Pros have several options available when selecting which mechanical ventilation system to install:
An exhaust-only system is one that does just enough to comply with the building code. This “code minimum compliance” approach uses ventilation fans to exhaust indoor air at code-specified CFM, but does nothing to replenish lost air. Because of this, unfiltered outdoor makeup air is pulled into the home through cracks and leaks.
Opposite of exhaust-only systems, supply-only systems ventilate outdoor air into the home. The indoor air then leaves the home through exhaust fan ducts. Although this method works in tempered climates like California, it is not suitable for colder climate regions because the incoming air is not tempered. Additionally, these ventilation systems are particularly difficult to create balance within airtight homes.
Balanced ventilation systems offer a combination of exhaust and supply methods to create (as aptly named) balance in the home’s air pressurization. HRVs (heat recovery ventilators) and ERVs (energy recovery ventilators) pull outdoor air into the home at the same rate as the exhausted air is removed. It will keep the pressure of the home balanced and also temper the outdoor air that enters the home.
Many builders opt for exhaust or supply-only systems because they’re the most cost-effective options to comply with the building code. But there are some serious drawbacks with these ventilation systems, including low energy efficiency, noisy operation and poor air quality.
The trouble is, production home builders and others overlook these issues because they don’t directly experience those consequences. But in reality, opting for code-minimum compliance can actually have negative repercussions on long-term business success.
Increasingly, homeowners seek homes that are built for safe and healthy living. In fact, researchers at Harvard University found that 69% of homeowners name indoor air quality as their top concern for house health. With 90% of our time spent indoors, this is a valid concern.
When builders go a step further with their ventilation systems, they differentiate their homes to buyers with improved quality and health. Homeowners are willing to pay a premium for energy-efficient, healthy homes. Installing balanced ventilation systems rather than code-minimum solutions can help builders earn a strong reputation with buyers willing to pay the price.
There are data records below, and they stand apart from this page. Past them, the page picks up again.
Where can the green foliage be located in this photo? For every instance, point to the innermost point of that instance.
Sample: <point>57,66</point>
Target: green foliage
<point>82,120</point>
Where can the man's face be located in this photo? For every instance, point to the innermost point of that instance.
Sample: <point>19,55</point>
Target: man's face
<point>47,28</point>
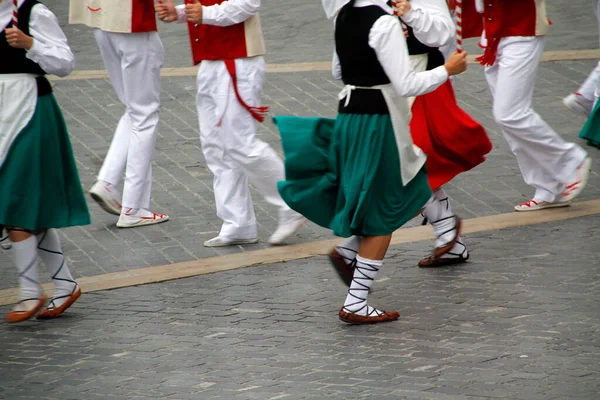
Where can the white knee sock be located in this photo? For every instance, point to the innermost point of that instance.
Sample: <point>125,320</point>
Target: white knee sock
<point>50,252</point>
<point>438,213</point>
<point>349,248</point>
<point>364,275</point>
<point>26,257</point>
<point>459,248</point>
There are a number of important factors to consider before determining which type of ventilation system to install. Before selecting a system, consider:
What’s the average humidity in your region? The answer will help determine whether an ERV or HRV is right for your application.
ERVs were originally designed for regions like the Deep South where the air is warm and humid. These fresh air appliances help prevent that moisture from coming into the home, using core technology to remove the moisture from the air. HRVs, on the other hand, are better suited for colder climates because use sensible recovery to heat the outdoor air for improved comfort inside of the home.
Buyers rarely want to hear that a home’s ventilation system is going to cost them a few thousand dollars extra. If cost is an area where your buyers aren’t willing to budge, exhaust or supply-only systems can help save some dollars.
While a balanced system using a fresh air appliance may cost more, it’s also the most effective method for improving indoor air quality and overall health of the home. For buyers willing to pay the cost – and builders committed to delivering the best standards – installing an HRV or ERV is the strongest solution.